Ainsi, aujourd’hui, plus que le manque de consensus sur la détermination et la hiérarchisation de BCIM, c’est l’absence de consensus sur les modalités de fourniture de ces biens qui semble inquiétante. Cela nous ramène à la deuxième réponse concernant les moyens de concevoir des politiques et stratégies viables et de portée générale qui garantiraient une production optimale de BCIM en l’absence d’un gouvernement international.

Les approches théoriques relatives aux BCIM ont été d’une grande utilité pour dépasser cette impasse. D’abord, en opposant l’approche néoclassique relative aux BCIM à celle de la nouvelle économie politique internationale, nous avons pu dégager un cadre cohérent, se voulant hybride et faisant état de l’intérêt des interventions publiques et de l’action collective internationale pour fournir les BCIM. On s’aperçoit en effet que certaines questions mondiales ne peuvent trouver leurs solutions qu’à l’échelle mondiale et que pour certains biens à caractère mondial, l’action collective au niveau mondial est un aspect essentiel de leur production. Ainsi, il est avéré que dans le domaine de la finance mondiale, des politiques nationales non coopératives de stabilité financière ne différeraient guère d’une absence totale de politiques ; car la stabilité financière internationale comme BCI dépend de la somme des actions de chaque pays et nécessite donc la coordination entre le maximum de pays dans ce domaine. Toute défaillance de celle-ci équivaut à une situation sous-optimale vulnérable aux crises financières internationales. De plus, la lutte contre certaines maladies infectieuses (telles que le VIH/sida) transcende inévitablement les frontières. La recherche fondamentale sur le sida soulève nécessairement la question de l’action collective au niveau mondial, parce qu’aucun pays ne peut (ou ne veut ?) à lui seul assumer les coûts de la recherche et du développement à un niveau efficace, faute de moyens et/ou d’incitations.

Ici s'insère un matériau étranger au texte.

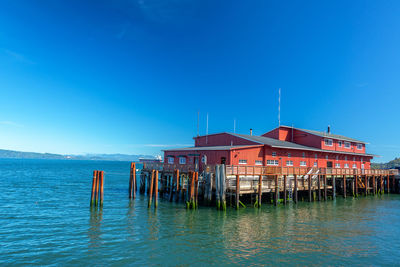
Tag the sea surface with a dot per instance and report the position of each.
(45, 219)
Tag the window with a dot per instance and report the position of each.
(328, 142)
(272, 162)
(182, 160)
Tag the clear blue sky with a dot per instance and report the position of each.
(130, 76)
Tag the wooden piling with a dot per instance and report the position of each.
(333, 186)
(151, 188)
(284, 190)
(259, 191)
(237, 191)
(276, 191)
(319, 187)
(344, 186)
(156, 190)
(101, 185)
(134, 187)
(96, 198)
(295, 189)
(92, 198)
(309, 188)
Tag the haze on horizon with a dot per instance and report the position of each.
(130, 76)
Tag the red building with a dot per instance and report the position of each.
(284, 145)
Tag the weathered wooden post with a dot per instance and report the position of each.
(319, 187)
(333, 186)
(284, 190)
(101, 187)
(309, 188)
(156, 190)
(276, 190)
(295, 188)
(259, 191)
(97, 188)
(92, 198)
(237, 190)
(151, 188)
(344, 186)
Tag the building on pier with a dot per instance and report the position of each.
(284, 146)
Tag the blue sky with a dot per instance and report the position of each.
(130, 76)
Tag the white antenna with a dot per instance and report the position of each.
(207, 130)
(279, 108)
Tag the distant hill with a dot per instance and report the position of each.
(393, 164)
(33, 155)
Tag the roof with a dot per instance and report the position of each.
(324, 134)
(285, 144)
(201, 148)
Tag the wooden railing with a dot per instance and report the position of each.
(264, 170)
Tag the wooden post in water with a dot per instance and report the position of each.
(309, 188)
(388, 183)
(276, 190)
(295, 188)
(237, 191)
(333, 187)
(319, 187)
(151, 188)
(101, 187)
(284, 190)
(92, 198)
(344, 186)
(259, 191)
(96, 198)
(156, 189)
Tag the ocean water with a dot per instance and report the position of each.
(45, 219)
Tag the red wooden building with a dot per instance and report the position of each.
(283, 146)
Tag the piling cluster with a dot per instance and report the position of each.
(97, 189)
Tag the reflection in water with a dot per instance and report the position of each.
(96, 217)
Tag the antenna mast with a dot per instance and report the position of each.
(279, 108)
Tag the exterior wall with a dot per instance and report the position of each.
(264, 153)
(222, 139)
(307, 139)
(213, 156)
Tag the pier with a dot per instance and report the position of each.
(241, 186)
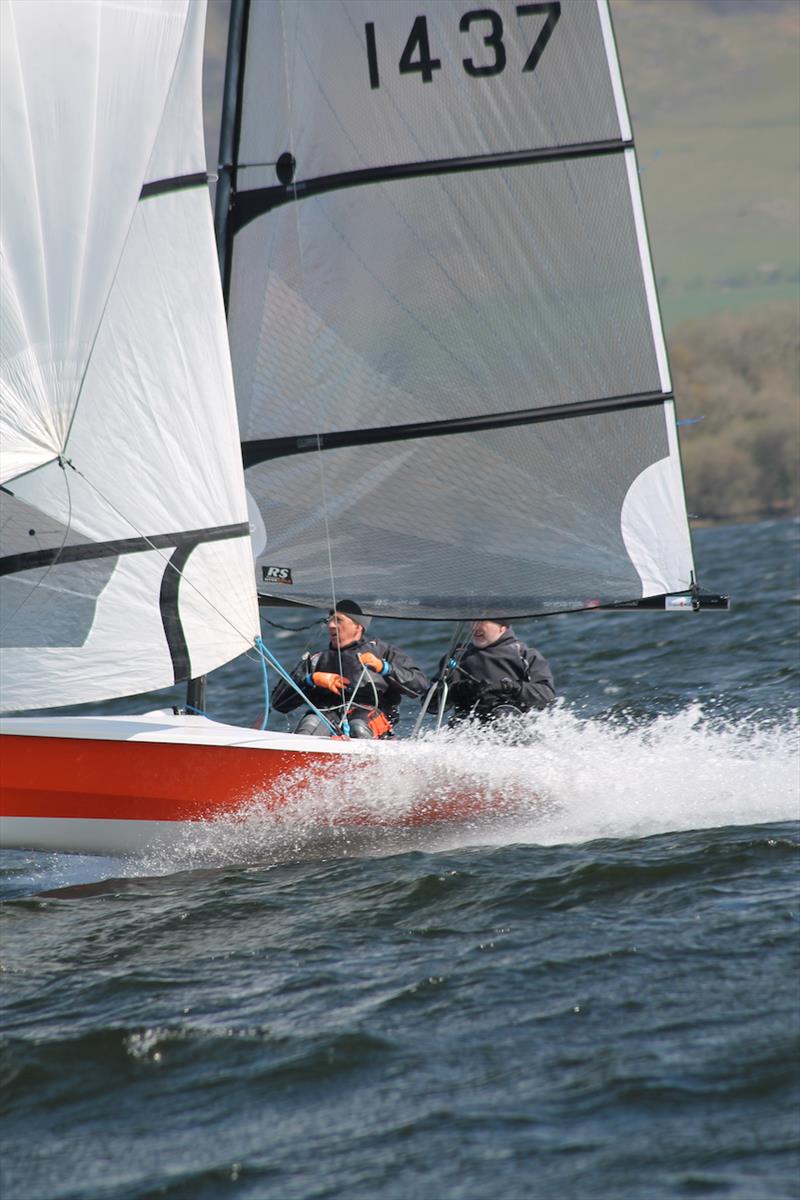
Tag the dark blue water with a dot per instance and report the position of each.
(599, 1000)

Par ailleurs, en l’absence d’un gouvernement mondial, les moyens et mécanismes pour fournir les BCIM demeurent vagues, car ils s’attachent aux aléas de l’action collective internationale, qui est confrontée à des sérieux problèmes de décisions et de défaut d’incitations. Ainsi, se pose la question de la coordination des objectifs, des préférences et des politiques publiques pour une production optimale de BCIM.

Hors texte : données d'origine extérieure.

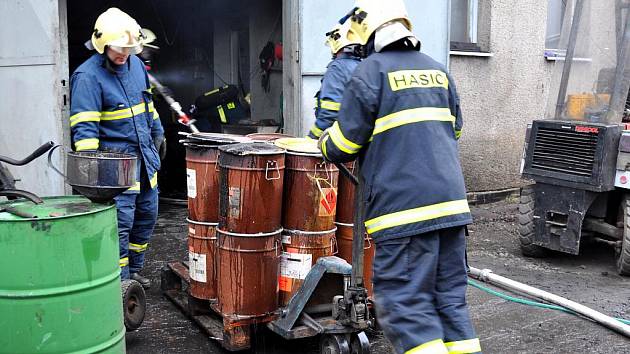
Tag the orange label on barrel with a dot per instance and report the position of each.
(328, 202)
(284, 283)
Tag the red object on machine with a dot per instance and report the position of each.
(278, 51)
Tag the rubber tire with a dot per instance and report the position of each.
(526, 225)
(360, 344)
(134, 304)
(623, 256)
(334, 344)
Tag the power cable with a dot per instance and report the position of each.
(529, 302)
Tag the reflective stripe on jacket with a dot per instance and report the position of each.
(328, 99)
(400, 115)
(111, 109)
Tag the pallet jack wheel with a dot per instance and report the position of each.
(134, 304)
(623, 253)
(334, 344)
(360, 344)
(526, 228)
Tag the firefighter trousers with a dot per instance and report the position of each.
(137, 214)
(420, 293)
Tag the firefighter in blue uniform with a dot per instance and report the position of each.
(400, 117)
(346, 57)
(112, 110)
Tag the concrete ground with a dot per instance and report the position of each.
(503, 327)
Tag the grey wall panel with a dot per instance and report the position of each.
(28, 120)
(310, 85)
(31, 103)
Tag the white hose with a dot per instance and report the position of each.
(487, 276)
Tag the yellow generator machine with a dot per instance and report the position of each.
(579, 155)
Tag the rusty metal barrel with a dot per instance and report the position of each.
(345, 197)
(201, 259)
(202, 152)
(249, 243)
(310, 192)
(301, 249)
(344, 242)
(202, 170)
(251, 182)
(203, 182)
(248, 274)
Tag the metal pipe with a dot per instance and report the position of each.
(358, 232)
(487, 276)
(568, 59)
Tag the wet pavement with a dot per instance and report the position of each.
(503, 327)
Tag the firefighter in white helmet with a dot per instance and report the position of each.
(400, 117)
(345, 49)
(111, 109)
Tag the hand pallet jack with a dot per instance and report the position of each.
(340, 324)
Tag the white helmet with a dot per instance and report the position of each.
(115, 28)
(370, 15)
(341, 36)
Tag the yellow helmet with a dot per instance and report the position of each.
(341, 36)
(115, 28)
(370, 15)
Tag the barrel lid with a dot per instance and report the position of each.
(218, 138)
(301, 145)
(268, 136)
(51, 208)
(251, 149)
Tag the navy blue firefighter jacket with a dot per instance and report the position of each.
(111, 109)
(400, 115)
(328, 99)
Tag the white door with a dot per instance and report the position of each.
(33, 87)
(307, 21)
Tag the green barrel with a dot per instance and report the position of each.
(59, 278)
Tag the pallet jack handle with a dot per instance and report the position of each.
(358, 231)
(174, 105)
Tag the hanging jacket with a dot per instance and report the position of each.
(400, 115)
(328, 99)
(111, 109)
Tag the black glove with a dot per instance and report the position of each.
(160, 146)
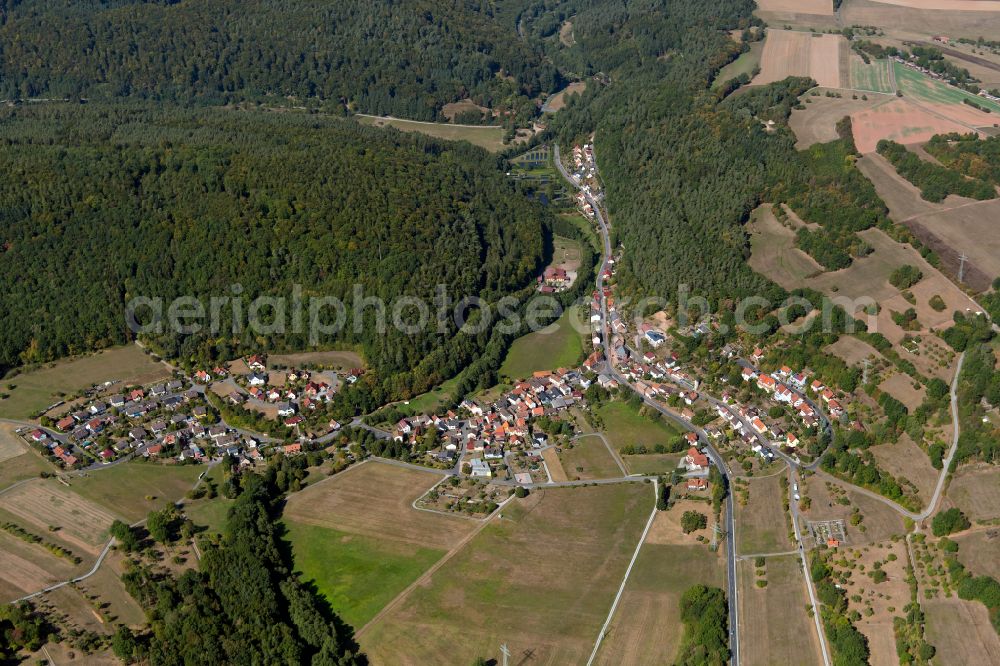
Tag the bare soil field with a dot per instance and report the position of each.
(820, 7)
(817, 122)
(27, 568)
(666, 528)
(961, 632)
(375, 499)
(774, 625)
(41, 503)
(925, 17)
(906, 459)
(540, 579)
(761, 526)
(791, 53)
(868, 278)
(773, 252)
(979, 551)
(976, 491)
(900, 386)
(343, 360)
(969, 228)
(900, 121)
(646, 628)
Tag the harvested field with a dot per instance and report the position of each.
(820, 7)
(589, 459)
(375, 499)
(980, 552)
(539, 579)
(11, 444)
(344, 360)
(907, 460)
(900, 386)
(131, 490)
(791, 53)
(868, 278)
(900, 121)
(771, 616)
(976, 491)
(489, 137)
(666, 529)
(646, 628)
(817, 121)
(773, 252)
(35, 390)
(41, 503)
(761, 526)
(27, 568)
(961, 632)
(875, 76)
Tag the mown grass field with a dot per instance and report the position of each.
(357, 574)
(875, 76)
(745, 64)
(559, 345)
(133, 489)
(925, 89)
(623, 425)
(589, 459)
(37, 389)
(540, 579)
(488, 137)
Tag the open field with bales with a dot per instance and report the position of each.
(775, 627)
(624, 426)
(792, 53)
(538, 578)
(559, 345)
(48, 509)
(761, 525)
(773, 252)
(131, 490)
(34, 390)
(375, 499)
(589, 459)
(485, 136)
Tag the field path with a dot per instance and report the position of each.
(430, 572)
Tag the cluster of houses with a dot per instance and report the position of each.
(481, 434)
(147, 421)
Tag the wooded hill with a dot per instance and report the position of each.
(99, 205)
(404, 58)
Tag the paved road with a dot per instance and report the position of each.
(717, 459)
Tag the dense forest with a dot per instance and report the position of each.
(100, 205)
(400, 57)
(243, 605)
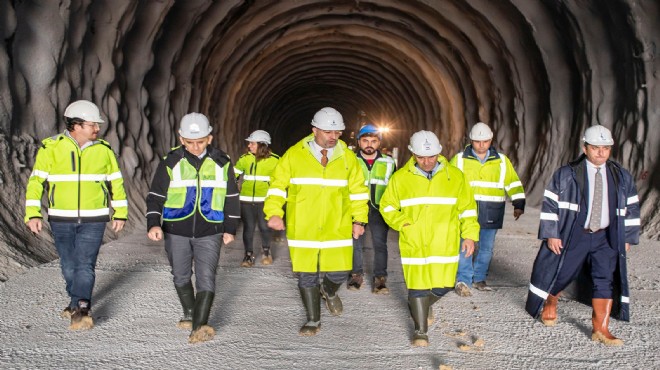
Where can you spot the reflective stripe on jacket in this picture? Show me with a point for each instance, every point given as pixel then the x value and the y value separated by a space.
pixel 559 215
pixel 83 184
pixel 438 212
pixel 490 181
pixel 321 205
pixel 256 176
pixel 378 177
pixel 191 189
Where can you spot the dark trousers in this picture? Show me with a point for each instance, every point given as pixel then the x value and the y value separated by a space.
pixel 252 215
pixel 378 229
pixel 312 279
pixel 594 249
pixel 204 251
pixel 78 246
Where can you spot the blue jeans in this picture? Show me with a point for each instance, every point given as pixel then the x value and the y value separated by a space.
pixel 378 229
pixel 78 246
pixel 475 268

Les approches "contemporaines" de la production de BCIM apportent un éclairage fort utile à cette problématique. Notre étude avance trois approches théoriques, plus complémentaires que substituables, qui facilitent la conception des politiques et des stratégies globales, une coordination de ces politiques et une coopération accrue, non pas entre deux ou plusieurs Etats, mais au niveau mondial, permettant des avancées en matière de production de BCIM. Elles partent du principe que les problèmes globaux exigent des réponses globales et tirent fondement de plusieurs sources : politique – car la pérennité des Etats en dépend – ; économique – que justifie la logique de la rationalité – et social – car le principe d’équité s’impose, que renforce l’émergence d’une « citoyenneté internationale ».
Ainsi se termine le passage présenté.